Air Mail Letter Cards (AMLC) was a thin lightweight piece of foldable and gummed paper for writing a letter for transit via airmail, in which the letter and envelope are one and the same. Most postal administrations forbid enclosures in these light letters, which were usually sent abroad at a preferential rate. Printed warnings existed to say that an enclosure would cause the mail to go at the higher letter rate. The aerogram was largely popularized by its use during the Second World War (1939–45). It had been introduced into the Iraqi postal service in 1933 by Major DW Grumbley CBE DSO Royal Engineers.

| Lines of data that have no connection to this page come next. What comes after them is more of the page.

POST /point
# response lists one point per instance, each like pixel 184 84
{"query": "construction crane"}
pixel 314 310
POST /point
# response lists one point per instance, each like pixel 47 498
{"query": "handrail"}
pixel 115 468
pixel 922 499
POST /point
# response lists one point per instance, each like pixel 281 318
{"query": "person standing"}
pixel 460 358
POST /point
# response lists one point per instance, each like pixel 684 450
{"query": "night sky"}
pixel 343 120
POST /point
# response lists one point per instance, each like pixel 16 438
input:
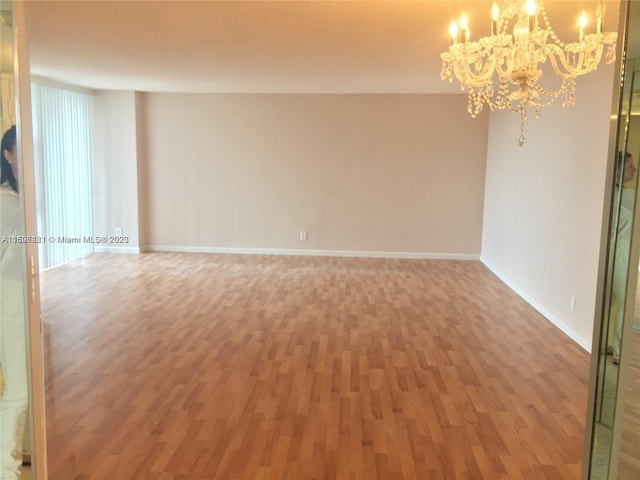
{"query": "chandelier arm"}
pixel 465 74
pixel 587 59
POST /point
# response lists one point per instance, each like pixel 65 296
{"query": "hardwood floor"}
pixel 221 367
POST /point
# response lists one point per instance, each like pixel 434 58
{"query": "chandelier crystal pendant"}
pixel 502 70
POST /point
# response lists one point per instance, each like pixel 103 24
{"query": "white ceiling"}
pixel 259 46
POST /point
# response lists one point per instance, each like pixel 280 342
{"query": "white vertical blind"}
pixel 62 155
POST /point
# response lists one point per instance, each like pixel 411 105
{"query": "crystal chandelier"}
pixel 502 70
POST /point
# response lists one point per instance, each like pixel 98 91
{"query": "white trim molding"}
pixel 566 329
pixel 103 249
pixel 312 253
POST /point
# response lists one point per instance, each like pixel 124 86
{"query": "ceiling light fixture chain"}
pixel 502 71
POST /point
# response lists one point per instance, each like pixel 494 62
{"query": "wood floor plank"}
pixel 206 367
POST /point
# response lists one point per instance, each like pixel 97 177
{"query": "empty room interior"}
pixel 267 240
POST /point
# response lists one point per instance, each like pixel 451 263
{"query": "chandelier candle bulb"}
pixel 453 31
pixel 582 23
pixel 600 17
pixel 495 16
pixel 531 12
pixel 464 28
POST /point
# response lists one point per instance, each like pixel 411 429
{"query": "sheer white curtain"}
pixel 62 155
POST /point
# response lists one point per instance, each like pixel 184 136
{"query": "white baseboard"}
pixel 102 249
pixel 313 253
pixel 570 332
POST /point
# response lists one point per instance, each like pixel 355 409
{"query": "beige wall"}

During the early years of the war the Australian Government contacted Douglas Gumbley in Palestine and asked if he could help provide a cheap and rapid means of communication between Australian troops in the Middle East and their families back home as an aid to maintaining morale.

Gumbley suggested the adaptation and use of his Iraq Air Mail Letter Card. This was readily accepted and implemented by the Australian Command and an ‘AUSTRALIA’ Air Mail Letter card was produced without an impressed stamp, a 3d. adhesive postage stamp had to be added. The introduction of the Air Mail Letter Card to Australian forces in the Middle East—one form per man, per week—proved a great success. This success prompted that Lieutenant Colonel R. E. Evans, Royal Engineers, Assistant Director Army Postal Service Middle East Force (MEF), proposed that a lightweight self-sealing letter card that weighed only 1/10oz (2.58g) be adopted by the British Army for air mail purposes.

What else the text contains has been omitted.